Moreover, to the extent deferred compensation included in remuneration when it becomes vested, that means that all amounts deferred (perhaps over many years or decades) will be included in remuneration while the individual is still receiving normal annual compensation from the employer. For example, supposed that A has put aside $15,000 a year for 30 years, and the amount is to be paid when A reaches age 65 if A is still employed at that point. At this point, the value of the deferred compensation would be about $850,000. If A has regular salary of $500,000 in that year, the $850,000 in deferred compensation plus the $500,000 in salary would together trigger the excise tax.

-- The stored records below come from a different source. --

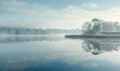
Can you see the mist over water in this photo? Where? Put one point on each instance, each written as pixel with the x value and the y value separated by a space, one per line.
pixel 58 53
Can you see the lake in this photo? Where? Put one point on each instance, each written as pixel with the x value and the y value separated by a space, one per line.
pixel 57 53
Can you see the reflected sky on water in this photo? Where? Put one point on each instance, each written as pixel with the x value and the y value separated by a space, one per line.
pixel 57 53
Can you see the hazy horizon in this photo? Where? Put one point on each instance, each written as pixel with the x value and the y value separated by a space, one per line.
pixel 61 14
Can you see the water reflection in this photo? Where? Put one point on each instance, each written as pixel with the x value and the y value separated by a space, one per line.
pixel 97 46
pixel 58 54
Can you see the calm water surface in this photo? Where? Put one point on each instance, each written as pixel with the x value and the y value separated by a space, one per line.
pixel 56 53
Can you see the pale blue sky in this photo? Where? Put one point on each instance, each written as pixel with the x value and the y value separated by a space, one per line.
pixel 65 14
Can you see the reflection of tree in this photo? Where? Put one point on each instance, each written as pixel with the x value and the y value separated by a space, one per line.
pixel 97 47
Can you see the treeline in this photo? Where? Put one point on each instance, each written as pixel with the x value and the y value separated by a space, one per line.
pixel 28 31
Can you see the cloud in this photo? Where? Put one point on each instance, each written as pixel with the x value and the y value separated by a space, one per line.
pixel 40 16
pixel 90 5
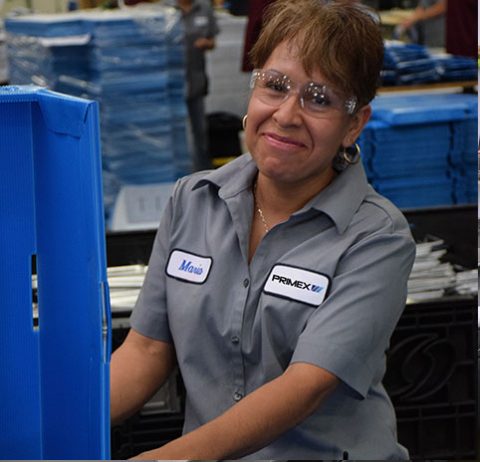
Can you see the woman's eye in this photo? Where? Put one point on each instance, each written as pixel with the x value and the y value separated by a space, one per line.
pixel 319 98
pixel 276 86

Yet there is no way to defer inclusion of the $850,000 in remuneration until after the executive stops having other salary, because it can be deferred only so long as it is not vested (i.e., is contingent on future services).
For an executive with substantial 457(f) deferrals, consideration may be given to delaying vesting by requiring the executive to continue performing services (e.g., as a consultant) after termination of employment. To avoid having the entire 457(f) subject to the cap in one year, vesting might be spread out over a period of years as a consultant. However, for this to be effective, the amount of services to be performed as a consultant must be substantial relative to the payment. At the same time, the compensation as a consultant must not be so high that it, together with the amount taken into account under the 457(f) plan, gives rise to the excise tax.
How does the excise tax on excess compensation affect vacations, bonuses, and other amounts not included in section 457(f)?
Both income taxation under section 457(f) and inclusion in remuneration for purposes of the excise tax on excess compensation generally occur when an amount becomes vested. However, there are a number of exceptions to income taxation upon vesting under 457(f):
- Any 457(b) plan.
- Any bona fide vacation leave, sick leave, compensatory time, severance pay, disability pay, or death benefit plan.
- Any plan (such as a bonus plan) in which amounts are paid within 2½ months after the end of the year in which they become vested.
- Any plan paying solely length of service awards to bona fide volunteers (or their beneficiaries) on account of qualified services performed by such volunteers.
It is clear that not all of these exceptions apply for purposes of the excise tax. For example, section 457(b) plans of private nonprofits are part of remuneration. “Excess parachute payments” are excluded from remuneration for purposes of the excise tax on excess compensation, but other severance payments are included. In instances in which the taxation of an amount is deferred beyond vesting for income tax purposes, it is unclear how the excise tax on excess remuneration will be applied. For example,
- Section 457(b) plans of nongovernmental employers are included in remuneration. Are they counted when vested, or when distributed?
- Are accrued vacation and the like included in remuneration when they become vested, not when actually paid?
How does the excise tax on excess compensation affect fringe benefits?
Any taxable fringe benefits an executive receives are included in remuneration for purposes of the excise taxes. For example, if an executive is provided with a company car, the taxable income to the executive for use of that car will be considered remuneration.
The tax bill creates new issues for nonprofits and governmental instrumentalities in structuring their compensation packages. Many long-time practices must be reevaluated in light of the change in law.